You can install Stable Diffusion locally on your PC, but the typical process involves a lot of work with the command line to install and use. Fortunately for us, the Stable Diffusion community has solved that problem. Here’s how to install a version of Stable Diffusion that runs locally with a graphical user interface!
Stable Diffusion is an AI model that can generate images from text prompts, or modify existing images with a text prompt, much like MidJourney or DALL-E 2. It was first released in August 2022 by Stability.ai. It understands thousands of different words and can be used to create almost any image your imagination can conjure up in almost any style.
There are two critical differences that set Stable Diffusion apart from most of the other popular AI art generators, though:
The last point is really the important issue here. Traditionally, Stable Diffusion is installed and run via a command-line interface. It works, but it can be clunky, unintuitive, and it is a significant barrier to entry for people that would otherwise be interested. But, since it is an open source project, the community quickly created a user interface for it and began adding their own augmentations, including optimizations to minimize video ram (VRAM) usage and build in upscaling and masking.
This version of Stable Diffusion is a fork — an offshoot — of the main repository (repo) created and maintained by Stability.ai. It has a graphical user interface (GUI) — making it easier to use than the regular Stable Diffusion, which only has a command-line interface — and an installer that’ll handle most of the setup automatically.

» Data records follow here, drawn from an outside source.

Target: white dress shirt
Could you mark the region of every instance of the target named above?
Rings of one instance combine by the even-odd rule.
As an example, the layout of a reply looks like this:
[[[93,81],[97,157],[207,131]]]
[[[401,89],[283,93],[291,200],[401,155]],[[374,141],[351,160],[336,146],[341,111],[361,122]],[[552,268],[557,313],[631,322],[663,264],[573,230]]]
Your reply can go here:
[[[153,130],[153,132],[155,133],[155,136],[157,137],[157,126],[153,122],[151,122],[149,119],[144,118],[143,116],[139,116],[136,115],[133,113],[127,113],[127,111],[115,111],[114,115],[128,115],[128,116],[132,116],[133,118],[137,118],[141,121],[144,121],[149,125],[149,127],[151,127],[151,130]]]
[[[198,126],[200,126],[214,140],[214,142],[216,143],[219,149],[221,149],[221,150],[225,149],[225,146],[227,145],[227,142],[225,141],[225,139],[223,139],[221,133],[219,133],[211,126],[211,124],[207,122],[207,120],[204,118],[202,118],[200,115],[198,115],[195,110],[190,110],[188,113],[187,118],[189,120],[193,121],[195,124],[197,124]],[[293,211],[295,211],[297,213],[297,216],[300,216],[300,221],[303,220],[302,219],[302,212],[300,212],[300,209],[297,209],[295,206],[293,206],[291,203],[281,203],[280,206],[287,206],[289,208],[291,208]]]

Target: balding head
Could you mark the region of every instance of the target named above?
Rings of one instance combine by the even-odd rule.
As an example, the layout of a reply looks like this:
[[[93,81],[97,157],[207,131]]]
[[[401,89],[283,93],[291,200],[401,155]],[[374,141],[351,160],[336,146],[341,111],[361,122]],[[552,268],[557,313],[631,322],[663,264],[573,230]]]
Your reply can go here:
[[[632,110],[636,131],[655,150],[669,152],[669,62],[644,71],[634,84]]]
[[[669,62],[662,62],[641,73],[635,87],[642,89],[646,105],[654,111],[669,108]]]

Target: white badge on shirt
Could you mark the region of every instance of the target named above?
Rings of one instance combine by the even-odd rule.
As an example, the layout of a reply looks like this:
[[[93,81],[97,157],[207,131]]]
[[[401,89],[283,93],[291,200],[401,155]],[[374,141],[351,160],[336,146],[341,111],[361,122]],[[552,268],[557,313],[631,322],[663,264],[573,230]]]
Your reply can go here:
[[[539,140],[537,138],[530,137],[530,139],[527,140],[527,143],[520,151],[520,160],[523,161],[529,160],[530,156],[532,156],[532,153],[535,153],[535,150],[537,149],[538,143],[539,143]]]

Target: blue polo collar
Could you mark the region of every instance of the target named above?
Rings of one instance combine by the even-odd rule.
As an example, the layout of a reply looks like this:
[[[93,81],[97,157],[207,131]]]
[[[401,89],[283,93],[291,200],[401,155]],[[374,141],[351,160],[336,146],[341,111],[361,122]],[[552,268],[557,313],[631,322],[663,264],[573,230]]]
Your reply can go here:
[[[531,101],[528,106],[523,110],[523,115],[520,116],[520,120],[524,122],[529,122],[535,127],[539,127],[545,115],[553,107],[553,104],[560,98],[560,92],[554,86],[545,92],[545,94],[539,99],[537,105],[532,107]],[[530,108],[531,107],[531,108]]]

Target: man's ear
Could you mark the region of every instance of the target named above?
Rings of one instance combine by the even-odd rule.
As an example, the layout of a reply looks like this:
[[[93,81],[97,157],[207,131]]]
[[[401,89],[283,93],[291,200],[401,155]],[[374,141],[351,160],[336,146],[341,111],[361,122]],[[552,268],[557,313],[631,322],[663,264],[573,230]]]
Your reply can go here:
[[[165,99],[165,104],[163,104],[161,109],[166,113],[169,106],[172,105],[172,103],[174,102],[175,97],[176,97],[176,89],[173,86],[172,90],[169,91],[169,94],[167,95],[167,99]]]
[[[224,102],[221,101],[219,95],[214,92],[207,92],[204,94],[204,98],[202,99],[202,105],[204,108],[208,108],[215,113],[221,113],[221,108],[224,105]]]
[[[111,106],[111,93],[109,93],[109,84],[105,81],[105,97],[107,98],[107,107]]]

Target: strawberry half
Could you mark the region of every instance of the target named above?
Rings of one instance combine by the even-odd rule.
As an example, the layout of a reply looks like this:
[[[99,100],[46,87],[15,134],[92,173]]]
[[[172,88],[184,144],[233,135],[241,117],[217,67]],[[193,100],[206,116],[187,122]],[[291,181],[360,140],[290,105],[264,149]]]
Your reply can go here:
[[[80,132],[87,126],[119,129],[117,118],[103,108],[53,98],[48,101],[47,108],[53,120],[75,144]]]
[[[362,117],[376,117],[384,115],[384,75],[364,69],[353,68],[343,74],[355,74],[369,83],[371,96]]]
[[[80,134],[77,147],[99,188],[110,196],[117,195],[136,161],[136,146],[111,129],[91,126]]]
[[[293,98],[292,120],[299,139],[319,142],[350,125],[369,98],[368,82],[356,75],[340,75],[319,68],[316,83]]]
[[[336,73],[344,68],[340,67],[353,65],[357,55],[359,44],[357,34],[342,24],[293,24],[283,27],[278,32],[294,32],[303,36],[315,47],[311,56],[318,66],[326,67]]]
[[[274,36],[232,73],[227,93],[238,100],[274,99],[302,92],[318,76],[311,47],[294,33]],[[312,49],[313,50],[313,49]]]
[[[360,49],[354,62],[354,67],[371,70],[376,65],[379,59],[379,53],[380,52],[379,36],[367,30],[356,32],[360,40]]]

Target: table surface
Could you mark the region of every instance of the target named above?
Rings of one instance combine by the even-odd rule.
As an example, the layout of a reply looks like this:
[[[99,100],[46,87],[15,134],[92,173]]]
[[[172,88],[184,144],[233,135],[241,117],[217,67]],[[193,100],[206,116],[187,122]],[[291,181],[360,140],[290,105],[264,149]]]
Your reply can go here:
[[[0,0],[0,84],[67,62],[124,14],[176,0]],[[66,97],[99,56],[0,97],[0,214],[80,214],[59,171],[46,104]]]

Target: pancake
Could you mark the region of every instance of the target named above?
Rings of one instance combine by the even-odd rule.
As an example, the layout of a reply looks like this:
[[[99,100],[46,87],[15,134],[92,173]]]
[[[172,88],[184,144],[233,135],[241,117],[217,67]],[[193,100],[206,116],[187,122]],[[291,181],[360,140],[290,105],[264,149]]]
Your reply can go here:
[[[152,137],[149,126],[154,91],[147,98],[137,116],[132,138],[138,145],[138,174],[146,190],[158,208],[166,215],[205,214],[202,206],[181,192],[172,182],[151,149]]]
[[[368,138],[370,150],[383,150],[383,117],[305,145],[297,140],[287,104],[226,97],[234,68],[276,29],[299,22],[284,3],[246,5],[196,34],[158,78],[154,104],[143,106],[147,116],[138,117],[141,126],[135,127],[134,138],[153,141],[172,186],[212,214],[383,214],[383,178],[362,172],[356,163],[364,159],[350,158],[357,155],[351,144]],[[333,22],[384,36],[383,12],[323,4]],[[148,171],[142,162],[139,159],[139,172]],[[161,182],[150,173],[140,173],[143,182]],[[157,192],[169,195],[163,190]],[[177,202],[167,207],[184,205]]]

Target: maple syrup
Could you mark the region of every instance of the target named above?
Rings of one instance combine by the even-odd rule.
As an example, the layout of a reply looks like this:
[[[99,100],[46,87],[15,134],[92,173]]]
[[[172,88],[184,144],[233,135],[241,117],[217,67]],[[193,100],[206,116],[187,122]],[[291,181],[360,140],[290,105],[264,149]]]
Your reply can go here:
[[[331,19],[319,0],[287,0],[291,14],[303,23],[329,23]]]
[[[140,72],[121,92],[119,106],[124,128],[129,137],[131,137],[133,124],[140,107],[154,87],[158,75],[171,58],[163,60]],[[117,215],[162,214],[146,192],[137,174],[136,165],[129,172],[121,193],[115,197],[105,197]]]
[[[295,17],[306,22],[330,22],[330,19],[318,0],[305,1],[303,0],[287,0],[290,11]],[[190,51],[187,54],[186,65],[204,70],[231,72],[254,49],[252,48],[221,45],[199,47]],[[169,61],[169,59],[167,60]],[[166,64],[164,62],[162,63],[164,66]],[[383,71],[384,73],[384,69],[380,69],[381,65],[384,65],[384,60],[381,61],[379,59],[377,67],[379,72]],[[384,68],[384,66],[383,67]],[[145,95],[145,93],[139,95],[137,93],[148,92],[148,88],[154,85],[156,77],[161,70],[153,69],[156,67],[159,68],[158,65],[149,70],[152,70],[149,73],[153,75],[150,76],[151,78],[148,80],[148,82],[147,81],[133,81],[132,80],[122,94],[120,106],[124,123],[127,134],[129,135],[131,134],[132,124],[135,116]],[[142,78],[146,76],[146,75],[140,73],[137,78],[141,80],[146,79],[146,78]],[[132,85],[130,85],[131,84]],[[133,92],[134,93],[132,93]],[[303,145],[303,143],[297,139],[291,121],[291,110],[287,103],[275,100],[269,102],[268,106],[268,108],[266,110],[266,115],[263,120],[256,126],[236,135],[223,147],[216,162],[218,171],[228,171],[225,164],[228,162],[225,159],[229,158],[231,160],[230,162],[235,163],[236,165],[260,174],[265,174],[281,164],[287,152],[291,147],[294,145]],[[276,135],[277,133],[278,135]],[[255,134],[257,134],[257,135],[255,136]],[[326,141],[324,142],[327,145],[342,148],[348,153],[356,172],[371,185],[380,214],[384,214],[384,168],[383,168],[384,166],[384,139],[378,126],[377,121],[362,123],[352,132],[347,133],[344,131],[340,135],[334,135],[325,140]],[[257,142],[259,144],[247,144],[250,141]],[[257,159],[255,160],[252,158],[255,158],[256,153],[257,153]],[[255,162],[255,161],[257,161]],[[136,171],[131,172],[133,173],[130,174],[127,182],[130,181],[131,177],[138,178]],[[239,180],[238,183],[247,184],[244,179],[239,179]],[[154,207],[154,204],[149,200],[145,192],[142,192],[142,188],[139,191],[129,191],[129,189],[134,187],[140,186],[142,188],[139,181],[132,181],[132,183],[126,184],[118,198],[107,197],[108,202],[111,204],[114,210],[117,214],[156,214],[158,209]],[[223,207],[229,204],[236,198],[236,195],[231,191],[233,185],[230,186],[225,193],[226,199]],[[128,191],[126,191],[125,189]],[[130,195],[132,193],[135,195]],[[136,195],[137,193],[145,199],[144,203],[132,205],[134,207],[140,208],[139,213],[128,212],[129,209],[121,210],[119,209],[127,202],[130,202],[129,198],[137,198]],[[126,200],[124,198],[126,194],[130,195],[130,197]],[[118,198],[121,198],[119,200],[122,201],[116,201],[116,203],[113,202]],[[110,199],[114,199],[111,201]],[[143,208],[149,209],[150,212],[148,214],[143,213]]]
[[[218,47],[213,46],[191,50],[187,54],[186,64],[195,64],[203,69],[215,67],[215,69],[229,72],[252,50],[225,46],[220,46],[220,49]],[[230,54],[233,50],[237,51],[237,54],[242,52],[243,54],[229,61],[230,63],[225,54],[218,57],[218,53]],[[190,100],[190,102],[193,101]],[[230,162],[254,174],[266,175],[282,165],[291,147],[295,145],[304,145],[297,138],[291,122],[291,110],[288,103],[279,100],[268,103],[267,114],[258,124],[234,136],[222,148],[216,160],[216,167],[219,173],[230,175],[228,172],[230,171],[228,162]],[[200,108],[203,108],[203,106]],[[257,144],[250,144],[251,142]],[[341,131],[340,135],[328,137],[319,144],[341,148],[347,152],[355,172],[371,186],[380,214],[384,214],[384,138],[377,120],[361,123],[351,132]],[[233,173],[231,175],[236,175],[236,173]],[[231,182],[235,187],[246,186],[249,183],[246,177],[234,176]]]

Warning: As always, be careful with third-party forks of software that you find on GitHub. We’ve been using this for a while now with no issues, and so have thousands of others, so we’re inclined to say it is safe. Fortunately, the code and changes here are small compared to some forks of open-source projects.
This fork also contains various optimizations that should allow it to run on PCs with less RAM, built-in upscaling and facial capabilities using GFPGAN, ESRGAN, RealESRGAN, and CodeFormer, and masking. Masking is a huge deal — it allows you to selectively apply the AI image generation to certain parts of the image without distorting other parts, a process typically called inpainting.
The installation process has been streamlined significantly, but there are still a few steps you need to do manually before the installer can be used.
The first thing you should do is install the version of Python, 3.10.6, recommended by the author of the repo. Head to that link, scroll towards the bottom of the page, and click “Windows Installer (64-Bit).”
Click the executable you downloaded and go through the prompts. If you already have Python installed (and you most certainly do), just click “Upgrade.” Otherwise follow along with the recommended prompts.
Note: Make certain that you add Python 3.10.6 to the PATH if you get an option for that.
You need to download and install Git on Windows before the Stable Diffusion installer can be run. Just download the 64-bit Git executable, run it, and use the recommended settings unless you have something specific in mind.
RELATED: How to Install Git on Windows
Next, you need to download the files from the GitHub repo. Click the green “Code” button, then click “Download ZIP” at the bottom of the menu.
Open up the ZIP file in File Explorer or your preferred file archiving program, and then extract the contents anywhere you want. Just keep in mind that folder is where you’ll need to go to run Stable Diffusion. This example extracted them to the C: directory, but that isn’t essential.
Note: Make sure you don’t accidentally drag “stable-diffusion-webui-master” onto another folder rather than empty space — if you do, it’ll drop into that folder, not the parent folder you intended.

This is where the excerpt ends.